4. Get the Right Space and Tools

Image of sharpened tips of colored pencils. Feed your passion what it needs and watch it grow--be certain you have a work environment that helps you create

Everything that grows needs the right environment. Do you have a space and the tools you need? You may not be able to have the ideal place, but find a place for you and your passion. All creativity needs a physical place, a set of tools or skills, and the nutrition to grow.

5. Renew Your Passion

Sometimes you may need to remind yourself why this is your passion. Renew your acquaintance with the experts you admired in the past. Take a deep dive into the new experts in your area of passion. Try to imitate an expert—even making an exact copy can be what your passion needs.

6. Rekindle Your Passion

Look outside your passion to rekindle it. Sometimes our best sources of inspiration come from complimentary disciplines. If your passion is about baking, perhaps a visit to the local farmers’ market will inspire you. Or you may need inspiration from another area of passion. Step outside of what’s familiar to your Music, Art, Theater, cake decorating, wood carving. 
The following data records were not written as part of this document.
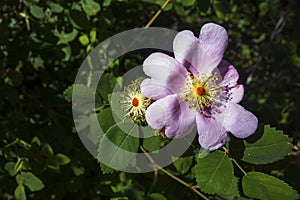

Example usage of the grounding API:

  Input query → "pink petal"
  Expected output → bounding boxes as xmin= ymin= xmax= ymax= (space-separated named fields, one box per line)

xmin=173 ymin=30 xmax=215 ymax=75
xmin=217 ymin=60 xmax=244 ymax=103
xmin=222 ymin=102 xmax=258 ymax=138
xmin=198 ymin=23 xmax=228 ymax=72
xmin=230 ymin=84 xmax=244 ymax=103
xmin=141 ymin=79 xmax=173 ymax=100
xmin=145 ymin=94 xmax=195 ymax=138
xmin=196 ymin=113 xmax=230 ymax=151
xmin=219 ymin=63 xmax=239 ymax=87
xmin=142 ymin=53 xmax=187 ymax=100
xmin=173 ymin=30 xmax=198 ymax=67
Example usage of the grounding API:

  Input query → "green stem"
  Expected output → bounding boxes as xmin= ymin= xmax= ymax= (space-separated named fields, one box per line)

xmin=140 ymin=146 xmax=209 ymax=200
xmin=1 ymin=138 xmax=20 ymax=150
xmin=223 ymin=147 xmax=247 ymax=175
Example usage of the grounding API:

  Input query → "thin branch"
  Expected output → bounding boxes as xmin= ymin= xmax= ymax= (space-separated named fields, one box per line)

xmin=140 ymin=146 xmax=209 ymax=200
xmin=223 ymin=147 xmax=247 ymax=175
xmin=144 ymin=0 xmax=171 ymax=28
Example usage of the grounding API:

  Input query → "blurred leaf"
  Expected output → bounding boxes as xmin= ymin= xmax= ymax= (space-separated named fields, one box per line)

xmin=242 ymin=172 xmax=299 ymax=200
xmin=79 ymin=34 xmax=89 ymax=46
xmin=242 ymin=125 xmax=293 ymax=164
xmin=259 ymin=2 xmax=269 ymax=16
xmin=54 ymin=153 xmax=71 ymax=165
xmin=31 ymin=136 xmax=41 ymax=146
xmin=181 ymin=0 xmax=195 ymax=7
xmin=63 ymin=85 xmax=73 ymax=102
xmin=47 ymin=1 xmax=63 ymax=13
xmin=195 ymin=150 xmax=234 ymax=194
xmin=21 ymin=172 xmax=45 ymax=192
xmin=41 ymin=144 xmax=54 ymax=157
xmin=173 ymin=156 xmax=193 ymax=174
xmin=81 ymin=0 xmax=101 ymax=16
xmin=61 ymin=45 xmax=72 ymax=61
xmin=4 ymin=162 xmax=18 ymax=176
xmin=89 ymin=28 xmax=97 ymax=43
xmin=57 ymin=29 xmax=78 ymax=45
xmin=103 ymin=0 xmax=112 ymax=7
xmin=14 ymin=184 xmax=26 ymax=200
xmin=148 ymin=193 xmax=167 ymax=200
xmin=30 ymin=5 xmax=45 ymax=19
Look at what is around you and see the creativity there. Someone was passionate enough to create the paint colors you chose for your rooms, or the species and color of flower you put in your front yard. You can see creativity in playgrounds, architecture, computer programs, even in pots and pans and hairbrushes and toothbrushes. It might not be your passion, but if you look for it, you can see some creativity in almost anything around you.

You Don’t Have Time?

Quote of Fear is the mindkiller from Frank Herbert's Dune over a dark background with a silhouette of a person who's afraid

There are life events that limit us. Before you say—yup, that’s me. Life has limited me. Stop. Take stock of your situation. Are you too busy or too afraid?

“Fear is the mindkiller.” Fear often disguises itself as procrastination. I won’t fail if I don’t start. They won’t laughed at me if I don’t try… I won’t waste my time… Your excuses can be almost anything. You are the only one who can evaluate your excuses honestly. If it’s fear, face your fear by taking action. Fear shrinks in the face of action.
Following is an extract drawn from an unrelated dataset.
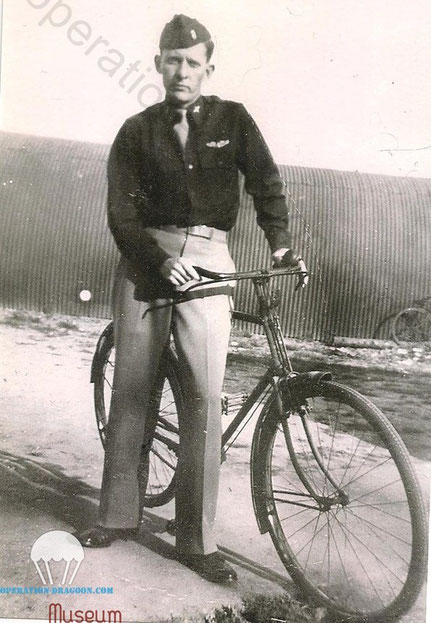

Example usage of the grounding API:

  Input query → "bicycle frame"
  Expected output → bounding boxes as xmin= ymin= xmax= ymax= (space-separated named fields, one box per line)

If your life situation takes all your time and energy, make a few minutes each day to feed your passion. Give yourself an estimated date when you’ll be freer to pursue your passion. Adjust the date if you must, but always, always ask yourself if the delay is necessary or is it fear.
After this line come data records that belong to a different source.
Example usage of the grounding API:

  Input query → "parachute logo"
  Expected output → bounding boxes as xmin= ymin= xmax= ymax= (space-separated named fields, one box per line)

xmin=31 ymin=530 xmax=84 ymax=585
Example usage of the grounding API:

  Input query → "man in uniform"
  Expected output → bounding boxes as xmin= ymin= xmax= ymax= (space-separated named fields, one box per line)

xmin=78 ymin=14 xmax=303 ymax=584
If you do follow your bliss, you put yourself on a kind of track that has been there all the while, waiting for you, and the life that you ought to be living is the one you are living.

When you can see that, you begin to meet people who are in the field of your bliss, and they open doors for you. I say, follow your bliss, and don’t be afraid, and doors will open where you didn’t know they were going to be

.Joseph Campbell, The Power of Myth

If you’ve enjoyed this post, check out other posts about creativity.

Watch it Grow

Nothing stagnant will sprout. So feed your passion what it needs and watch it grow. To paraphrase Joseph Campbell, the stuff you need will show up where you didn’t know it would be.